Tagliare il cordone della vita ed al tempo stesso recidere il simbolo religioso era lo scopo. Molti restarono turbati. Perché il monaco, così importante in quella comunità, tardava tanto a morire? Era un santo o un demonio? Quell’atto simbolico di sottomettere Giuseppe Feola al volere dei briganti fece alimentare il suo mito. Il frate non moriva e, opponendosi al sopruso, intaccava il prestigio dei briganti. Era un uomo che in maniera drammatica affrontava il pericolo, e proprio per questo rappresentava un personaggio non comune che attrae e permette una narrazione mitica.
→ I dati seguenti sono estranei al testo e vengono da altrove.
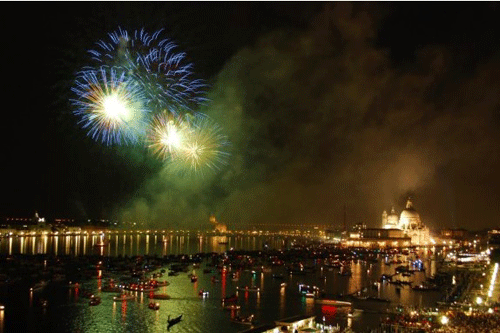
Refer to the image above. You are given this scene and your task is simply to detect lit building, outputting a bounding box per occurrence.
[209,214,227,234]
[382,198,431,245]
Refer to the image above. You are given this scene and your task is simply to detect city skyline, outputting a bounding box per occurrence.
[0,2,500,230]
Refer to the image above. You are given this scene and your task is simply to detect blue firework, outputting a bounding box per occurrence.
[89,28,206,111]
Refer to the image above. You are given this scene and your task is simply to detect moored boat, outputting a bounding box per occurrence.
[148,302,160,310]
[314,298,352,306]
[231,314,254,325]
[113,294,135,302]
[149,294,170,299]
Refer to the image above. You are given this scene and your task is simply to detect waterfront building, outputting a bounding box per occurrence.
[344,198,432,248]
[241,315,326,333]
[209,214,227,234]
[382,198,431,245]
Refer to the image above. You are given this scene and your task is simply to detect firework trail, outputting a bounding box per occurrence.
[147,111,192,161]
[89,28,206,110]
[71,66,149,145]
[175,113,229,173]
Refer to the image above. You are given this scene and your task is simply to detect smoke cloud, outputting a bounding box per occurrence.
[120,3,500,229]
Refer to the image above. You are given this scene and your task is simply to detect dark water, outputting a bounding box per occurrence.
[0,235,440,332]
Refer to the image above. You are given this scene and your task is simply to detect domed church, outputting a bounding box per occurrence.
[382,198,430,245]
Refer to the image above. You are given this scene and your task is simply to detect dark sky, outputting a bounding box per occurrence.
[0,2,500,229]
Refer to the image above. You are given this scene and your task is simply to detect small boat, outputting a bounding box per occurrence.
[101,286,122,293]
[148,302,160,310]
[113,294,135,302]
[411,284,439,291]
[167,315,182,328]
[222,295,238,303]
[224,304,241,311]
[236,286,260,292]
[89,296,101,306]
[30,280,49,291]
[366,296,391,303]
[156,281,170,287]
[314,298,352,306]
[149,294,170,299]
[232,314,254,325]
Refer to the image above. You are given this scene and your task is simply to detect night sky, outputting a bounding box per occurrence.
[0,2,500,230]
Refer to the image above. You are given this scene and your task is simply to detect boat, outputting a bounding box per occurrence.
[40,299,49,309]
[113,294,135,302]
[222,294,238,303]
[149,294,170,299]
[148,302,160,310]
[314,298,352,306]
[224,304,241,311]
[366,296,391,303]
[231,314,254,325]
[236,286,260,292]
[411,284,439,291]
[30,280,49,291]
[167,315,182,328]
[347,309,363,318]
[89,296,101,306]
[156,281,170,287]
[101,286,122,293]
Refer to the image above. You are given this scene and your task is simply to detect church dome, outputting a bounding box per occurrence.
[399,199,420,229]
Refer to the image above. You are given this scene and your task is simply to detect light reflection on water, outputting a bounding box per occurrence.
[0,234,285,256]
[0,234,446,332]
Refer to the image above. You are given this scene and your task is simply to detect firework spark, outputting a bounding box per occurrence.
[89,28,206,110]
[148,111,192,160]
[71,66,148,145]
[176,113,229,173]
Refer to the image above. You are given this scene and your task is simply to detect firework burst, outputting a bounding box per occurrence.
[71,66,148,145]
[176,113,229,173]
[89,28,206,110]
[148,111,192,161]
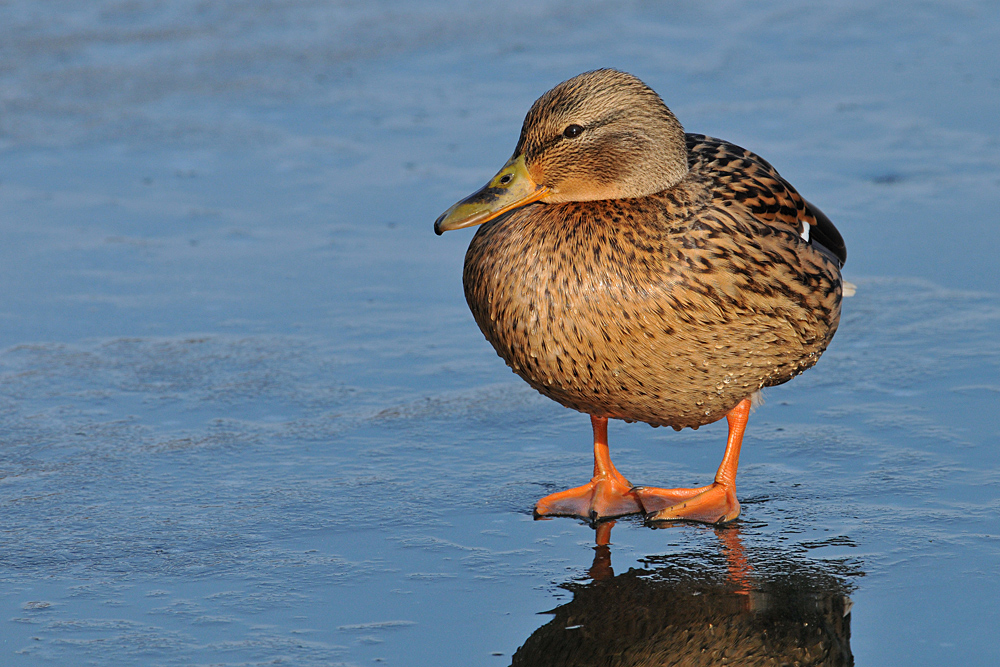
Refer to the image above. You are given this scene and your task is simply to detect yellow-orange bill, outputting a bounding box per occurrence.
[434,156,549,235]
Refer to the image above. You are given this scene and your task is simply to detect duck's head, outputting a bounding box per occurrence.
[434,69,688,234]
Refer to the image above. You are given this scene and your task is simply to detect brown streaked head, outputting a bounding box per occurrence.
[434,69,688,234]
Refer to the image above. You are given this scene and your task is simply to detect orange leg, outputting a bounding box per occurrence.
[635,398,750,523]
[587,521,615,581]
[535,416,642,522]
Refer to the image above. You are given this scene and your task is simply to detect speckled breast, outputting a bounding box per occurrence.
[464,198,840,429]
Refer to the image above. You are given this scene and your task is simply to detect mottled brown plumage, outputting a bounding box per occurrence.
[437,70,846,518]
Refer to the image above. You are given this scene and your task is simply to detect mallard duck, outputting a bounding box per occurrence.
[434,69,847,523]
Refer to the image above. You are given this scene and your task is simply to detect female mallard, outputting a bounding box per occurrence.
[434,69,846,523]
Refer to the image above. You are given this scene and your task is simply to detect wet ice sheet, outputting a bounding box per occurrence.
[0,2,1000,665]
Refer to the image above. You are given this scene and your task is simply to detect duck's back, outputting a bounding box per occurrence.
[464,134,845,428]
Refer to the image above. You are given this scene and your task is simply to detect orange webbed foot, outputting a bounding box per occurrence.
[635,482,740,523]
[635,399,750,523]
[535,417,642,523]
[535,471,642,522]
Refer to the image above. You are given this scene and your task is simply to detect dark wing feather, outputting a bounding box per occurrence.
[686,134,847,266]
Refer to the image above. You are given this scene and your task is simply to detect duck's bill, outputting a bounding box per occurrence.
[434,156,549,235]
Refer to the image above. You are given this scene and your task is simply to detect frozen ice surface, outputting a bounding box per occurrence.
[0,0,1000,666]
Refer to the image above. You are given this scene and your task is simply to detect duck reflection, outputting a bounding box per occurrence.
[511,522,854,667]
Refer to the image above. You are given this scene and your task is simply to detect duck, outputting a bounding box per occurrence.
[434,69,849,524]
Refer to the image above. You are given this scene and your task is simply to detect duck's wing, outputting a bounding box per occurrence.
[687,134,847,267]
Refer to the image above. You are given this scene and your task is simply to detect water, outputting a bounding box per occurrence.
[0,0,1000,665]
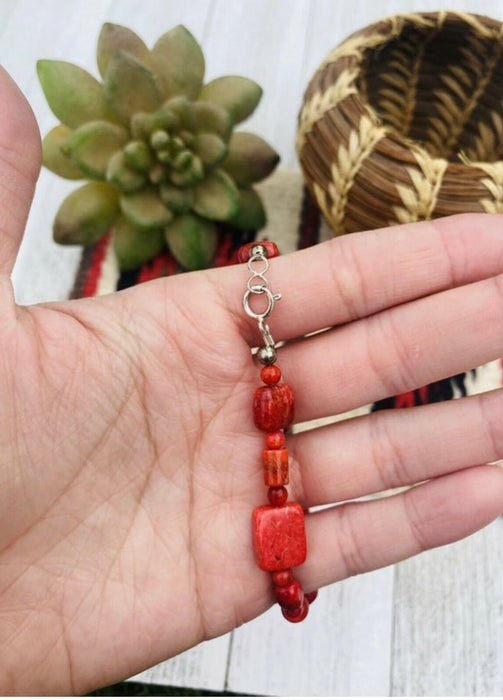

Qui gli elementi reali (l’uccisione del monaco) lasciano spazio alla fantasia (l’uomo che non muore, se non quando gli viene reciso il cordone sacro).


 

Nota:

Per trattare la storia di Vitantonio Feola ho intervistato a Campora: Mario Costantino il 10 ottobre e il 14 novembre 2006; Nicola Calabria, Aniello Galzerano e Angiulina Tomeo il 14 novembre 2006 e il 9 gennaio 2007. Ho consultato anche: “Campora: storia e società”, materiale fornito da B. Casuccio, 1987; G. De Matteo, “Brigantaggio e Risorgimento – legittimisti e briganti tra i Borbone e i Savoia”, Ed. Guida 2000; A. Infante, “Padre Giuseppe Feola da Campora”, Ed. La Colomba, 2004; Associazione Pro-loco Campora, materiale di ricerca, tratto dal sito del Comune di Campora. La storia è contenuta nel volume: P. Martucci, “Cilentanità”, Centro di Cultura e Studi Storici “Alburnus”, 2008, pp. 117-121. Ho ripreso la vicenda anche nel lavoro: “U curdone ru monaco. Aspetti mitologici e cultura popolare cilentana”, in: http://www.ricocrea.it, del 31.05.2020.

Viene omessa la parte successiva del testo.